I appreciate the author for writing it, because IMO we have a whole bunch of different subcultures and styles of conversation and sets of assumptions colliding all of a sudden on the internet right now around AI risk, and noticing the existence of the others seems useful, and IMO the OP is an attempt to collide LW with some other styles. Judging from the comments it seems to me not to have succeeded all that much; but it was helpful to me, and I appreciate the effort. (Though, as a tactical note, it seems to me the approximate failure was due mostly to piece's the sarcasm, and I suspect sarcasm in general tends not to work well across cultural or inferential distances.)

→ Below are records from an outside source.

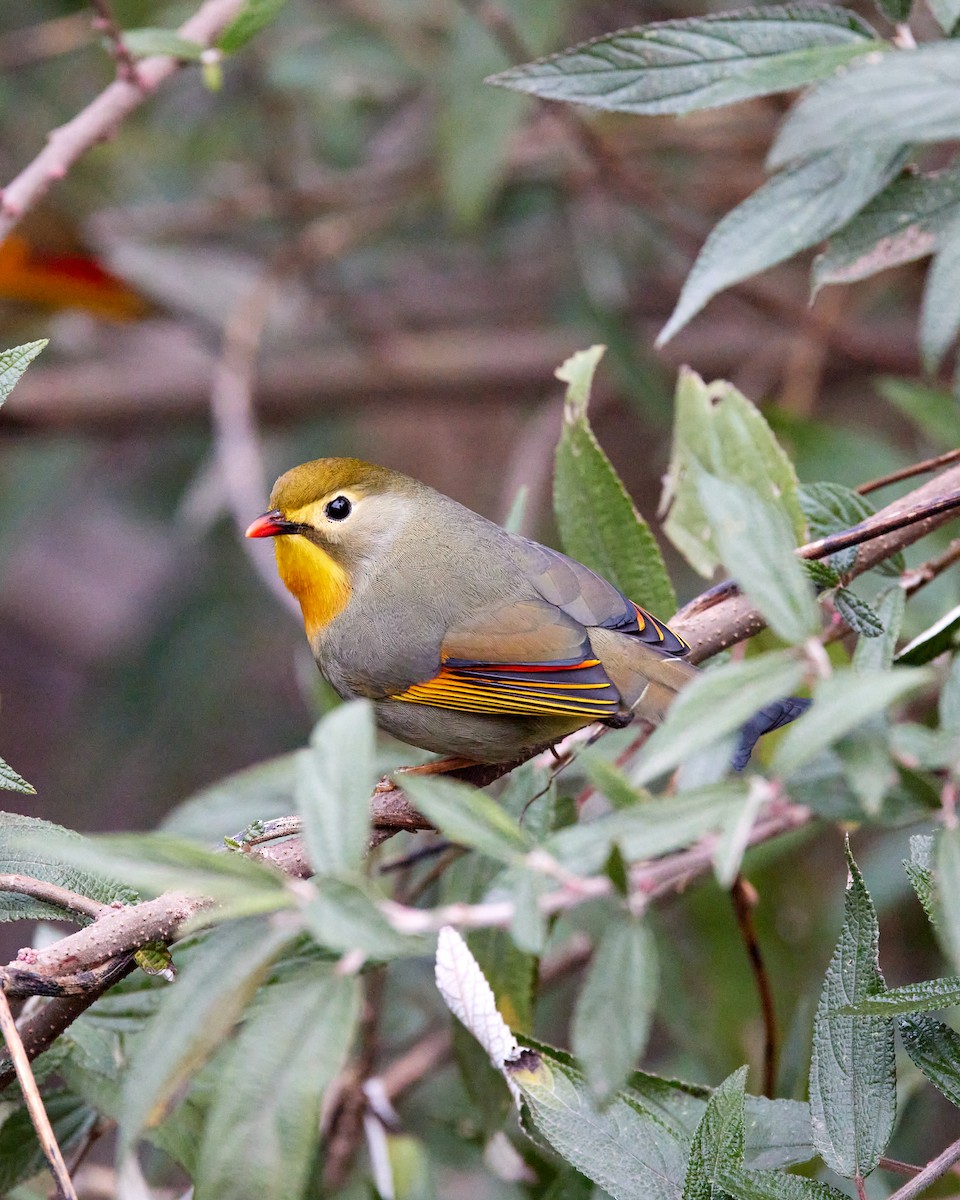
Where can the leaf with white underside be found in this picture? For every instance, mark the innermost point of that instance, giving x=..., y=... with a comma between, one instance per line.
x=599, y=523
x=695, y=63
x=717, y=429
x=613, y=1011
x=904, y=223
x=852, y=113
x=756, y=545
x=841, y=705
x=13, y=364
x=852, y=1078
x=796, y=209
x=940, y=311
x=471, y=999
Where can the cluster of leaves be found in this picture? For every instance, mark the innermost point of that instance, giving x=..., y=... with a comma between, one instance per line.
x=229, y=1069
x=844, y=160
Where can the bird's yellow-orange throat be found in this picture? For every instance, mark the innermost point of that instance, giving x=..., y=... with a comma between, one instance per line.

Some points I consider valid, that also appear within [the vibes-based reasoning the OP is trying to satirize, and also to model and engage with]:
1) Sometimes, talking a lot about a very specific fear can bring about the feared scenario. (An example I'm sure of: a friend's toddler stuck her hands in soap. My friend said "don't touch your eyes." The toddler, unclear on the word 'not,' touched her eyes.) (A possible example I'm less confident in: articulated fears of AI risk may have accelerated AI because humanity's collective attentional flows, like toddlers, has no reasonable implementation of the word "not.") This may be a thing to watch out for for an AI risk movement.
(I think this is non-randomly reflected in statements like: "worrying has bad vibes.")
2) There's a lot of funny ways that attempting to control people or social processes can backfire. (Example: lots of people don't like it when they feel like something is trying to control them.) (Example: the prohibition of alcohol in the US between 1917-1933 is said to have fueled organized crime.) (Example I'm less confident of: Trying to keep e.g. anti-vax views out of public discourse leads some to be paranoid, untrusting of establishment writing on the subject.)This is a thing that may make trouble for some safety strategies, and that seems to me to be non-randomly reflected in "trying to control things has bad vibes."
(Though, all things considered, I still favor trying to slow things! And I care about trying to slow things.)
3) There're a lot of places where different schelling equilibria are available, and where groups can, should, and do try to pick the equilibrium that is better. In many cases this is done with vibes. Vibes, positivity, attending to what is or isn't cool or authentic (vs boring), etc., are part of how people decide which company to congregate on, which subculture to bring to life, which approach to AI to do research within, etc. -- and this is partly doing some real work discerning what can become intellectually vibrant (vs boring, lifeless, dissociated).
TBC, I would not want to use vibes-based reasoning in place of reasoning, and I would not want LW to accept vibes in place of reasons. I would want some/many in LW to learn to model vibes-based reasoning for the sake of understanding the social processes around us. I would also want some/many at LW to sometimes, if the rate of results pans out in a given domain, use something like vibes-based reasoning as a source of hypotheses that one can check against actual reasoning. LW seems to me pretty solid on reasoning relative to other places I know on the internet, but only mediocre on generativity; I think learning to absorb hypotheses from varied subcultures (and from varied old books, from people who thought at other times and places) would probably help, and the OP is gesturing at one such subculture.
I'm posting this comment because I didn't want to post this comment for fear of being written off by LW, and I'm trying to come out of more closets. Kinda at random, since I've spent large months or small years failing to successfully implement some sort of more planned approach.